MIT Professors Angela Belcher and Paula Hammond are currently at work on two projects that give promise to this convergence. "They and their colleagues have demonstrated that they can basically synthesize batteries with benign lab strains of viruses. They're made at room temperature without toxic byproducts and have the same kind of power density as state-of-the-art lithium ion batteries. It's very exciting," says Susan. "And they recently had a paper in Nature demonstrating viruses that synthesize photovoltaics. These are just two examples of a world of biomanufacturing that will have big implications for energy, but really way beyond energy. If I had to guess, I think that is going to be the game-changer for the 21st century."

Beyond its technical prowess, MIT has a long history of advising the federal government on policy and Hockfield is clearly continuing that tradition. "We just released a study on the nuclear fuel cycle. If we don't have a policy around nuclear waste, nuclear is not going to be a long-term option. And another on natural gas, which is a tremendously important potential energy resource," she says. "It would be a tragedy if we were to go from buying oil from unstable and perhaps undependable nations to buying technology from unstable and possibly undependable nations, when we could create energy resources--and certainly energy technologies--ourselves."

And what about America's continued dependence on oil and related environmental and security challenges? "The good news is that the consciousness of the nation is now more evolved around the incredible dilemmas posed by our current energy use," says Hockfield. "But when we launched the MIT Energy Initiative in the fall of 2006, we had no confidence that the federal government would provide the kind of support for the basic research and early development that's required to really get technologies going. The Bush administration had not called this out as a priority."

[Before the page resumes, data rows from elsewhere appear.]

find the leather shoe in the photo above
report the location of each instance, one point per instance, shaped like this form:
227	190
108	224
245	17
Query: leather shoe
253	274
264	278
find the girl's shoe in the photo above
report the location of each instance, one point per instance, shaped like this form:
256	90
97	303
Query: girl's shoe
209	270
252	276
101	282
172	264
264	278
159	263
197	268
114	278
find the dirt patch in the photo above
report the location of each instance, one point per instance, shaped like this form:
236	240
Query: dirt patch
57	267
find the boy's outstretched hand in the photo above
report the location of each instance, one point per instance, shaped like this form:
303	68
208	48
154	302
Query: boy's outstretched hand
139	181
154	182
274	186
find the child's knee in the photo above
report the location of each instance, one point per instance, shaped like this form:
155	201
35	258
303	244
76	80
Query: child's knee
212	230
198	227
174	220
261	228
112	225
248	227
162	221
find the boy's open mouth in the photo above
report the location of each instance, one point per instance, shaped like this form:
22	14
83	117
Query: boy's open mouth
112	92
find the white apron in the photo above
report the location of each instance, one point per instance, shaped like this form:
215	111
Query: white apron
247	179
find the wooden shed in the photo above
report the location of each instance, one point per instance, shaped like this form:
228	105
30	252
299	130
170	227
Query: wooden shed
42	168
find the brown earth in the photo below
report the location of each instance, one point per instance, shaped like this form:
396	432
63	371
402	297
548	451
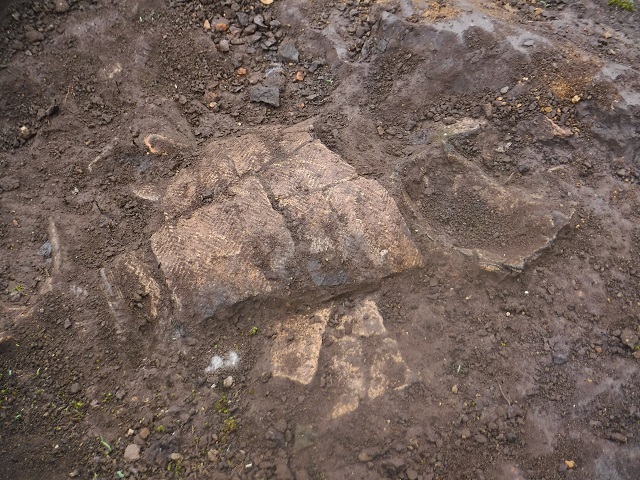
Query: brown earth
414	248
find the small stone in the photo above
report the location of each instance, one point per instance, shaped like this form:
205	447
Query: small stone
287	52
480	438
221	26
61	6
268	95
25	133
259	21
132	453
281	425
559	358
33	36
8	183
394	465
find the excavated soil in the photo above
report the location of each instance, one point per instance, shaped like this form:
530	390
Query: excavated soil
319	240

Susan and her team pushed forward nonetheless. And by relying almost entirely on philanthropy and new partnerships with the private sector they still managed a swift start. "The Obama administration has taken a far more aggressive approach to the energy dilemma and has funded energy research at a higher level, and that's all to the good," she says. "My concern about federal funding is that it's episodic. When gas prices go up, federal funding goes up. When gas prices go down, funding drops. It's a roller coaster and the problem with a roller coaster is that it may be fun, but you always get back to the starting gate. Progress that we could have made--had we made sustained investments--simply has not been realized."

So how will future generations judge our efforts to address the challenge? "I hope that when looking back at what's happening at the beginning of the 21st century in the United States we will, in the fullness of time, see the building up of real enthusiasm and real commitment to changing the energy equation in this country," says Hockfield. "Right now, we're a long way from that at the federal level. And yet, there is tremendous commitment fed by the grassroots level and a significant commitment, I would say, at the level of industry. Everyone is trying to do what the United States has done in the past, and I think that's a great thing, but the United States has to use the advantages we've established to accelerate and lead into the future."

At a Glance
Hometown: Chappaqua, New York
Education: B.A. in Biology, University of Rochester. Ph.D. in Anatomy (and Neuroscience), Georgetown University School of Medicine. NIH Post Doctoral Fellow, University of California at San Francisco
Professional Highlights: Dean of the Yale Graduate School of Arts and Sciences, William Edward Gilbert Professor of Neurobiology and Provost at Yale University, President of MIT
Advice for Young Women: "If young women want to help invent the future--and change lives and change societies--there's no better way to do it than through science and engineering."